Selected abstracts for 2017 AACR meeting
Project Company Abstract detail Abstract no
Abemaciclib + anti-PD-L1 Lilly Anti-PD-L1 combo 583/17
Abemaciclib + LY3214996 Lilly Anti-ERK1/2 combo 317/3
Abemaciclib + PD-0325901 Lilly Embargoed clinical trial - Mek inhibitor combo CT046
Opdivo Bristol-Myers Squibb Embargoed clinical trial - 5yr follow-up from CA209-003 NSCLC study CT077
Opdivo + Yervoy Bristol-Myers Squibb Embargoed clinical trial - 2yr OS update from Checkmate-067 CT075
BION-1301 Aduro First-in-class fully blocking anti-April MAb 2645/4
Cabiralizumab  Five Prime Anti-CSF-1R approach 1599/7
COM701 Compugen Anti-PVRIG approach 581/15
FPA154 Five Prime Anti-GITR approach 613/17
INCAGN1876 Agenus Anti-GITR approach 3643
Cavatak + Yervoy Viralytics Embargoed clinical trial - oncolytic virus combination CT114
NKTR-214 Nektar CD122-biased cytokine agonist synergistic with radiotherapy 1604/12
Avelumab Merck KGaA/Pfizer Embargoed clinical trial - Merkel cell carcinoma CT079
STRO-001 Sutro Biopharma CD74-targeting antibody-drug conjugate 67/18
Optune Novocure Embargoed clinical trial - wearable device in GBM CT007
on/off CAR switch tech Bellicum Use in activating or ablating CAR-T cells LB-184/7
BPX-701 Bellicum Go-switch activated anti-PRAME engineered TCR 3745
UCART22 Cellectis Allogeneic anti-CD22 CAR in relapsed leukaemia 3763/19
Self-deliverable siRNA Mirimmune (RXI Pharmaceuticals) Suppression of PD-1 to improve CAR-T cell activity 5650/4
mRNA administration Moderna mRNAs encoding IL-36γ, IL-23 and Ox40L 1607/15
CA4948  Curis IRAK4 inhibitor  127/23
TG6002 Transgene Armed oncolytic virus boosted by checkpoint blockade 4563/8

With clinical data still under wraps numerous preclinical presentations have caught the attention of analysts and physicians.

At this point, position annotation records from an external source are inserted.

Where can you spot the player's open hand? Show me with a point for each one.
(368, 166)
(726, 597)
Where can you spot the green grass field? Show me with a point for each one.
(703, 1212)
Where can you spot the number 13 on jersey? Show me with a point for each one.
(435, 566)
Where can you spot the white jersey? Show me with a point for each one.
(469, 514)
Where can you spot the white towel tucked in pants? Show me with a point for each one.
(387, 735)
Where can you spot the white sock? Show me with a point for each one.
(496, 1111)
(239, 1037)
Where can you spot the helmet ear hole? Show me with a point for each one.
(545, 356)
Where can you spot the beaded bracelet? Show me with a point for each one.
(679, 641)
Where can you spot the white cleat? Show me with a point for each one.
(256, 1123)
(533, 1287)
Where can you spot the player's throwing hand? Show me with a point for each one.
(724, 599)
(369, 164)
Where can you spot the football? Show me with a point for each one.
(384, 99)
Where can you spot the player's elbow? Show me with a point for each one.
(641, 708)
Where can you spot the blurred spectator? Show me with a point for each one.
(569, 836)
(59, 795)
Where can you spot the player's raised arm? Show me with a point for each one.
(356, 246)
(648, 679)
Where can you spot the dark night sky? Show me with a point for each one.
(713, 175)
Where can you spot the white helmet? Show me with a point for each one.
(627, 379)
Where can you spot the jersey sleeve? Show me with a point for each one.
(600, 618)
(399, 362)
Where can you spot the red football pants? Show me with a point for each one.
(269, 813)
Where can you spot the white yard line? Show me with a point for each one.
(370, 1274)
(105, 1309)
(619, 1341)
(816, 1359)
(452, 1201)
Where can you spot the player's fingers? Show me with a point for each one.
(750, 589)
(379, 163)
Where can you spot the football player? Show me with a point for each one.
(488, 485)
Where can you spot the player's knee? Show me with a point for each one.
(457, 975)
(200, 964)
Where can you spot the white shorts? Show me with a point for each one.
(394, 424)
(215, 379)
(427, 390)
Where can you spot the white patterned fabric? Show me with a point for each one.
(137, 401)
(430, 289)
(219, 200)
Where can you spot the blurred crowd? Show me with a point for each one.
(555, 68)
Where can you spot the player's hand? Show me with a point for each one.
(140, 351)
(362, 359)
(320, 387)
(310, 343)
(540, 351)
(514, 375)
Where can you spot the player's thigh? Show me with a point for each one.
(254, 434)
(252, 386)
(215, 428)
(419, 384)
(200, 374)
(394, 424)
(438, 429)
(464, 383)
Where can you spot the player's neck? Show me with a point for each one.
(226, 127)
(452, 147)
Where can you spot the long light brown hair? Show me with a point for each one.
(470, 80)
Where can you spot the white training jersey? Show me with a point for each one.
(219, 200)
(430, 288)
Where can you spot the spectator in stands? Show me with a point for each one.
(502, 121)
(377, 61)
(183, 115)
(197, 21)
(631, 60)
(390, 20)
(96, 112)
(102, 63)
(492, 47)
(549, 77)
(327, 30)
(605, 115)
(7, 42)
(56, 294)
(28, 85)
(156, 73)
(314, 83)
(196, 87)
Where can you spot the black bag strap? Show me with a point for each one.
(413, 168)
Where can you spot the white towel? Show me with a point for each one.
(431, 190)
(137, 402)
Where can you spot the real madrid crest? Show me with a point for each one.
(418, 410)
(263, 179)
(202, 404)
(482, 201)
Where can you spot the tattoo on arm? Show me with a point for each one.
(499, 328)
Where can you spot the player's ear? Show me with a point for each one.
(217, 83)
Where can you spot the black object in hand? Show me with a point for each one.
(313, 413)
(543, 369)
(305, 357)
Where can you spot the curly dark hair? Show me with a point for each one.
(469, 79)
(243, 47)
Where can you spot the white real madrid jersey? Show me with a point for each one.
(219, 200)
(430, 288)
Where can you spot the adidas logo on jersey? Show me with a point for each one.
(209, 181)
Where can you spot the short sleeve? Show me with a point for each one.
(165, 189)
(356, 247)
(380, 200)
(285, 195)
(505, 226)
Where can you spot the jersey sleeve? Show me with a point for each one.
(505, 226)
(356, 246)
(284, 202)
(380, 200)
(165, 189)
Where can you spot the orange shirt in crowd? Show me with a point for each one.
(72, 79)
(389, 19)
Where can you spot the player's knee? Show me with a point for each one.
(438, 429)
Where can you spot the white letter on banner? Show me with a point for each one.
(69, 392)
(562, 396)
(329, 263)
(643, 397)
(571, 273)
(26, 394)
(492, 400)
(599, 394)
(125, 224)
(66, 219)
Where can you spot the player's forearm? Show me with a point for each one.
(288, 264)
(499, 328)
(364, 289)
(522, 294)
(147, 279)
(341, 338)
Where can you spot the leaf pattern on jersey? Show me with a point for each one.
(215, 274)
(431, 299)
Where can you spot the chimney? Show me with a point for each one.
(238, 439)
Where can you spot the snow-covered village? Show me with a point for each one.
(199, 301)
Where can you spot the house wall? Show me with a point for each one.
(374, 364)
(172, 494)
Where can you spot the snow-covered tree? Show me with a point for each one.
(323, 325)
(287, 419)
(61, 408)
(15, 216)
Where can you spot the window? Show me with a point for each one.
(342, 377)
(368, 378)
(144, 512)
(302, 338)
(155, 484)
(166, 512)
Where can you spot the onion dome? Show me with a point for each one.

For instance, early data on Aduro’s BION-1301 will be important since this project is a first-in-class MAb fully blocking April, a ligand associated with BCMA, with potential in multiple myeloma. For signs of activity against novel immune targets early data will be discussed on PVRIG, courtesy of Compugen’s COM701, and GITR (Five Prime’s FPA154 and Agenus’s INCAGN1876).

And, as before, novel adoptive cell therapy approaches will play an important role, with Bellicum’s on/off switch technologies featuring in two AACR presentations. At a recent investor webinar Dr Marcela Maus, a prominent cell therapy specialist at Massachusetts General Hospital, cast doubt on the utility of these suicide genes.

Be that as it may, all the leading CAR-T players are on the lookout for novel technologies of this type, and AACR is bound to provide plenty of food for thought.

This story was amended to correct the Transgene entry. The AACR meeting this year takes place in Washington, DC, and begins on April 1.